我われの日々には、「いい」ことと「いや」なことがある。前者には、感動、達成感、そして何よりも「自分実現」がある。後者には、苦労、困る、悩む、辛いなどがある。
前者は快感この上ない。これに接して涙する人限りない。これらの多寡とその深さによって人生の質は決まる。対するに後者、不快感この上ない。これに接して涙する人また限りない。
我われ人間にとって、「いい」と「いや」は相容れない対極の存在であると、私は思い込んでいた。当然のことながら、「いい」を追い求め、「いや」から逃れようとがんばってきた。
今から十七年ほどまえである。この両者は、揃いの一対のものである、「紙の表と裏」であることに気づいた。表だけの紙はない。裏だけの紙もない。この世の総ては、表と裏で成り立っている。しかも、表と裏の大きさは等しい。さらに、表を見ているときは裏は見えず、裏を見ているときには表は見えない。
難題に直面し、重い荷を背負って大変なトンネルを潜っているときには、苦しいだけで先は見えない。それ故にこそ、それを抜けたところには達成感や感動、そして「自分実現」が待っているのだ。前者が暗ければ暗いほど、抜けたところはそれに呼応するかのように明るい。
私にとってこれは、大発見であった。同時に、この発見が遅かったことを悔いた。
この発見は、その後の私の心身に計り知れない勇気を与えてくれた。さらに、私のマネジメントの研究に衝撃的な影響をもたらせてくれることとなった。
『人を人として』の執筆途上の発見でありながら、しかしこの視点を、そこに色濃く表すことは避けた。確信がもてなかったからである。数年の後、我が家の菩提寺の改葬に伴なって幸運にも、道元(どうげん)禅師の「苦楽一如(くらくいちにょ)」に巡り合うこととなる。宗教家としてはもとより、哲学家としても名高く、私が仰ぎ見る高祖の言である。
「一如」とは、『広辞苑』には「一は不二、如は不異の意」とあり、『新明解国語辞典』には「現象としては違うが、根源においては一つであること」とある。「いい」と「いや」は紙の表裏は、私の中では図らずも「苦楽一如」によって証されることとなったのであった。

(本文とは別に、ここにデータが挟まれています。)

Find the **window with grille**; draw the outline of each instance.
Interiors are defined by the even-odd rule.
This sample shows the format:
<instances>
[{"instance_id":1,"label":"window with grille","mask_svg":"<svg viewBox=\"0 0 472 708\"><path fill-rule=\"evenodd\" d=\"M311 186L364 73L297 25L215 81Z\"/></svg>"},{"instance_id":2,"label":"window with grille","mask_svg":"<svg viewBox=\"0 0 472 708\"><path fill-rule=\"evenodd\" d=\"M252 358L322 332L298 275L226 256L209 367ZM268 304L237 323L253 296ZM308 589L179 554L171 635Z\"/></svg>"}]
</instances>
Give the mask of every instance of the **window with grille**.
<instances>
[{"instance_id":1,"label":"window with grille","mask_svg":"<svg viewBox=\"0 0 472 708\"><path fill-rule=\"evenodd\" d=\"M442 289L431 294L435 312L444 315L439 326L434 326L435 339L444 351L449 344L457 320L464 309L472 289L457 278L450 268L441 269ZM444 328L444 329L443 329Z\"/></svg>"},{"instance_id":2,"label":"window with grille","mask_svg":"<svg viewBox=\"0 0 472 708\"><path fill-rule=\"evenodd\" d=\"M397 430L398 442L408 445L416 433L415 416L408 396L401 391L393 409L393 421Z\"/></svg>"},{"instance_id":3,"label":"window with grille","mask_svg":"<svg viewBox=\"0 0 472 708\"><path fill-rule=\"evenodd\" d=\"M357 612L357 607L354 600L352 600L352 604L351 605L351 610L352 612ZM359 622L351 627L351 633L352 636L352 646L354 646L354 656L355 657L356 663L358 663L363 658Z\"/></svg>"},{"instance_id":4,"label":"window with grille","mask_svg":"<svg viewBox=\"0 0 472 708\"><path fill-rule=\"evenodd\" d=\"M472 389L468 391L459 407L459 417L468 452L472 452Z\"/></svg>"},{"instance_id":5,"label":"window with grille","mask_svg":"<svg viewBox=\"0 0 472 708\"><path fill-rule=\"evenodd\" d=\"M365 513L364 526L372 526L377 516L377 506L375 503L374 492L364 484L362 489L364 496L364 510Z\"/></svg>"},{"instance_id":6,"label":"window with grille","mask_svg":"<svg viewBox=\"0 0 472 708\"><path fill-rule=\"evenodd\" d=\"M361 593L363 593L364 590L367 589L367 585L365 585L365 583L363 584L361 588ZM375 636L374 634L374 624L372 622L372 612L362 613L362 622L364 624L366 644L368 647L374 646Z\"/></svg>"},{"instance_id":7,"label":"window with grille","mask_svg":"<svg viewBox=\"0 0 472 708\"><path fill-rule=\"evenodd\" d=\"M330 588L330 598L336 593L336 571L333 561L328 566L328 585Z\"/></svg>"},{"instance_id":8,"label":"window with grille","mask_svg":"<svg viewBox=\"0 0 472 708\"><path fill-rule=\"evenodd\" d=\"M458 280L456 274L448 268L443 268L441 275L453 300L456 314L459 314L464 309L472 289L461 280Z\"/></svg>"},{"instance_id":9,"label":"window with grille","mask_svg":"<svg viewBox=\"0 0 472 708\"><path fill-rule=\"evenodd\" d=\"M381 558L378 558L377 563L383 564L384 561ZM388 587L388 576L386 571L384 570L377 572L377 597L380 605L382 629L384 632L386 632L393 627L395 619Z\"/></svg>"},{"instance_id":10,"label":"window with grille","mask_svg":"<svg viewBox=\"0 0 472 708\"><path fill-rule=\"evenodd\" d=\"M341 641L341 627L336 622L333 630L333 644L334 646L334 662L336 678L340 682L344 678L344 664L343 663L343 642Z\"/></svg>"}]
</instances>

わかってみれば、これはあまりにも当りまえのことであった。こんなことはとうに承知している先達もいるであろう。今さら大発見などとは恥かしいと言うべきかもしれない。
あらゆるものの表と裏の大きさは等しい、とさきに記した。即ち、「いや」が小なれば「いい」も小、「いや」が大なれば「いい」も大ということだ。容易にできてしまうことには、「自分実現」どころか達成感も感動もなく、それこそ「別にぃ」である。事は小なれど、骨身を削る思いでやり遂げたものには、それこそ「やったぁ! 」が湧き起こる。不運にして達成できずとも、「今度こそ」となって次を生んでいく。
我われ人間は、「いい」を求めて日々を生きている。にもかかわらず我われは、そのための不可欠の「いや」を避けようとする。それから逃げることに専念する日々をやり過ごしかねない。表だけの紙を探しているわけだ。無い物ねだりもここに極まれり、である。
一遍こっきりの人生、そのように過ごして棒にふってしまうほど悲しく、空しいことが、他にあろうか。そう思いつつ、私も未だに「いや」から逃げる日々を綴っているのである。